Germany’s IRIS-T short-range air defense missile system has proven very effective for the Ukrainian army, but the cost of ammunition is exorbitant. Meanwhile, the famous Patriot air defense missile system of the United States has proven altogether “unfit for military use”, according to Der Spiegel. The publication reports that the vehicles used by the Patriot system are obsolete, and spare parts for the whole system are in short supply.
In general, according to the German journalists, “hardly any large, German piece of military equipment is fully suitable for war in today’s conditions”.
Bodies are cheaper than military hardware
With losses of expensive military hardware piling up, the only remaining ‘cheap’ military resources for Ukraine are increasingly those in human form. Although losses on both sides of the US/NATO proxy are classified, regular exchanges of bodies of killed servicemen hint at the numbers and ratios of deaths and injuries on each side. In early April, Russia transferred the bodies of 909 deceased soldiers to Ukraine while receiving 43 in return.
According to data from previous months on military deaths and injuries, the number of dead on the Ukrainian side is growing, while on the Russian side, it remains approximately the same. The Strana media outlet reported on Telegram on April 18 that the number of dead Ukrainian soldiers being sent home during exchanges with Russia has increased sharply in recent months, while Russian numbers are much smaller and even decreasing.

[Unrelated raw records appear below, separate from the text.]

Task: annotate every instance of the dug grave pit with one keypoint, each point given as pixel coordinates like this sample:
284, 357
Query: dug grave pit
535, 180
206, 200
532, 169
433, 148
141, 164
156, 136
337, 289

On Saturday, April 19, the two sides conducted the largest exchange to date of prisoners of war, with 277 Ukrainian soldiers and 246 Russian ones headed home.
Ukrainian legislator Anna Skorokhod told an interviewer on April 17 that many of the military recruits who were “grabbed on the street” by military conscription brigades are not motivated and not ready for combat. “If a person is opposed morally to fighting or cannot do so physically, no matter how much you force him, he is not a fighter. We do have lots of officers in our armed forces, but officers do not fight. The number of those with real combat experience is actually small,” she says, noting that such small numbers suggest that recruits don’t live long enough to become experienced.
For the same reason, says Oleg Starikov, a Ukrainian military expert and reserve colonel in the SBU (Security Service of Ukraine), the strategic initiative is now on Russia's side. “The enemy has a lot more people, and it now has the advantage, the strategic initiative. They are imposing upon us where they will attack; we are locked into in strategic defense.”
Anatoliy Kinakh, former prime minister of Ukraine and current head of the Ukrainian Union of Industrialists and Entrepreneurs, claims that in a recent conversation with representatives of the AFU General Staff who are responsible for the moral and psychological state of the troops, he was told that soldiers have stopped believing that they are defending “a just state”. This is particularly acute at the front, Kinakh said.
None of the soldiers being discussed have had any say in the war being waged. Modern police methods and violence are used to hunt down recruits and send them to the slaughter.
Ukraine is serving as a certain testing ground for the Western powers and for authoritarian regimes such as Zelensky's. In the future, coercive methods of military recruitment will ‘come home’ and be used by Western governments against the very people they govern when it comes their turn to don uniforms and fight to uphold the hegemony of Western imperialism. Ironically, coercive practices will even come to be used against the pseudo-leftists in the West who have been providing cover for the far-right government in Kiev by supporting its war effort and describing it as an institution of Ukraine ‘sovereignty’. The world’s peoples are paying dearly for such misguided ignorance. The government in Kiev is an institution at the service of the Western powers. Since 2014, it has obliterated Ukraine's sovereignty in a destructive path aiming to become the West’s ‘anti-Russia’.